MediaPipe Android Archive


1. 建立一個MediaPipe AAR的步驟

MediaPipe是用於構建跨平台多模態應用ML管道的框架,其包括快速ML推理,經典計算機視覺和媒體內容處理(如視頻解碼)。下面是用於對象檢測與追蹤的MediaPipe示例圖,它由4個計算節點組成:PacketResampler計算單元;先前發布的ObjectDetection子圖;圍繞上述BoxTrakcing子圖的ObjectTracking子圖;以及繪制可視化效果的Renderer子圖。

ObjectDetection子圖僅在請求時運行,例如以任意幀速率或由特定信號觸發。更具體地講,在將視頻幀傳遞到ObjectDetection之前,本示例中的PacketResampler將它們暫時采樣為0.5 fps。你可以在PacketResampler中將這一選項配置為不同的幀速率。

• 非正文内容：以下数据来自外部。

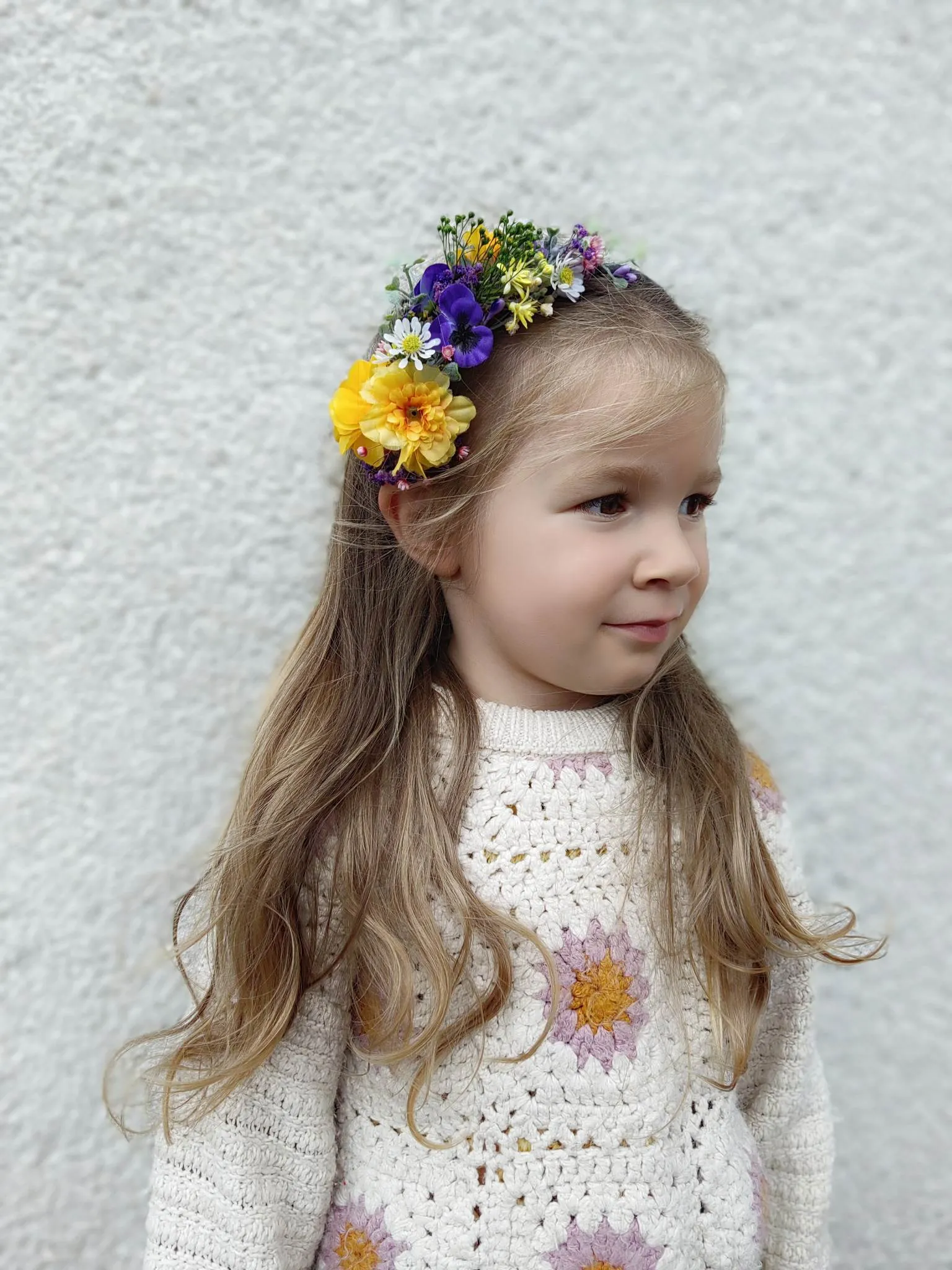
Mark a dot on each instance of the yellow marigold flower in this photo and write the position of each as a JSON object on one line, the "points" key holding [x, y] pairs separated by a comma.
{"points": [[348, 411], [415, 413], [523, 311]]}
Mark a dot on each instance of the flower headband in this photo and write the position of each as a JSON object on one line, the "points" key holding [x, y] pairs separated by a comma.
{"points": [[397, 411]]}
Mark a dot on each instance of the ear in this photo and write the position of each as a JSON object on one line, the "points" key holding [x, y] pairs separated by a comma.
{"points": [[398, 508]]}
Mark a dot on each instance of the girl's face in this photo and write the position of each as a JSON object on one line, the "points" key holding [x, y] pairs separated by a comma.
{"points": [[571, 550]]}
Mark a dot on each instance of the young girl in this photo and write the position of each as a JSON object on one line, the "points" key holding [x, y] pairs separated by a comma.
{"points": [[505, 957]]}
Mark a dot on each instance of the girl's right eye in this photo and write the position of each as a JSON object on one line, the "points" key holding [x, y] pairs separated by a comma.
{"points": [[603, 498]]}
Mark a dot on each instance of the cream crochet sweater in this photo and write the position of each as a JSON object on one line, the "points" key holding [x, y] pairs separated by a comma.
{"points": [[599, 1152]]}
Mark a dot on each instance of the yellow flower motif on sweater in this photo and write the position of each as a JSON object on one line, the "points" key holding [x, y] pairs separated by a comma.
{"points": [[523, 311], [348, 411], [356, 1251], [414, 412], [603, 991], [760, 771]]}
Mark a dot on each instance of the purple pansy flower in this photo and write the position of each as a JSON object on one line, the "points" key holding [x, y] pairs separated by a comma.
{"points": [[433, 276], [461, 324], [603, 988], [619, 1250], [355, 1238], [626, 272]]}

正是因為如此,在識別的時候可以抖動更少,而且可以跨幀維護對象ID。

1.1. 安裝MediaPipe框架

參考Ubuntu下MediaPipe的環境配置(https://www.cnblogs.com/zhongzhaoxie/p/13359340.html)

1.2. 編譯MediaPipe得AAR包

創建Mediapipe生成Android aar的編譯文件,命令如下。

cd mediapipe/examples/android/src/java/com/google/mediapipe/apps/
mkdir buid_aar && cd buid_aar
vim BUILD

編譯文件BUILD中內容如下,name是生成后aar的名字,calculators為使用的模型和計算單元,其他的模型和支持計算單元可以查看 mediapipe/graphs/目錄下的內容,在這個目錄都是Mediapipe支持的模型。其中目錄hand_tracking就是使用到的模型,支持的計算單元需要查看該目錄下的BUILD文件中的cc_library,這里我們是要部署到Android端的,所以選擇Mobile的計算單元。本教程我們使用mobile_calculators,這個只檢測一個手的關鍵點,如何想要檢查多個收修改成這個計算單元multi_hand_mobile_calculators

load("//mediapipe/java/com/google/mediapipe:mediapipe_aar.bzl", "mediapipe_aar")

mediapipe_aar(
    name = "mediapipe_hand_tracking",
    calculators = ["//mediapipe/graphs/hand_tracking:mobile_calculators"],
)

回到mediapipe根目錄,執行以下命令生成Android的aar文件。執行成功,會生成該文件 bazel-bin/mediapipe/examples/android/src/java/com/google/mediapipe/apps/buid_aar/mediapipe_hand_tracking.aar

chmod -R 755 mediapipe/

bazel build -c opt --host_crosstool_top=@bazel_tools//tools/cpp:toolchain --fat_apk_cpu=arm64-v8a,armeabi-v7a \
//mediapipe/examples/android/src/java/com/google/mediapipe/apps/buid_aar:mediapipe_hand_tracking

執行以下命令生成Mediapipe的二進制圖,命令參數同樣是上面的BUILD中,其中路徑不變,變的是路徑后面的參數。這次我們需要尋找的是 mediapipe_binary_graph中的name,根據我們所要使用的模型,同樣這個也是只檢測單個手的關鍵點,多個手的使用multi_hand_tracking_mobile_gpu_binary_graph。選擇對應的name。成功之后會生成 bazel-bin/mediapipe/graphs/hand_tracking/hand_tracking_mobile_gpu.binarypb

bazel build -c opt mediapipe/graphs/hand_tracking:hand_tracking_mobile_gpu_binary_graph

2. Android Studio使用MediaPipe AAR步驟

(1) 在Android Studio中創建一個TestMediaPipe的空白項目。
(2) 復制上一步編譯生成的aar文件到app/libs/目錄下,該文件在mediapipe根目錄下的以下路徑:

bazel-bin/mediapipe/examples/android/src/java/com/google/mediapipe/apps/buid_aar/mediapipe_hand_tracking.aar

(3) 復制以下文件到app/src/main/assets/目錄下。

bazel-bin/mediapipe/graphs/hand_tracking/hand_tracking_mobile_gpu.binarypb
mediapipe/models:handedness.txt
mediapipe/models/hand_landmark.tflite
mediapipe/models/palm_detection.tflite
mediapipe/models/palm_detection_labelmap.txt

(4)下載OpenCV SDK,下載地址如下,解壓之后,把OpenCV-android-sdk/sdk/native/libs/目錄下的arm64-v8aarmeabi-v7a復制到Android項目的app/src/main/jniLibs/目錄下。(https://github.com/opencv/opencv/releases/download/3.4.3/opencv-3.4.3-android-sdk.zip)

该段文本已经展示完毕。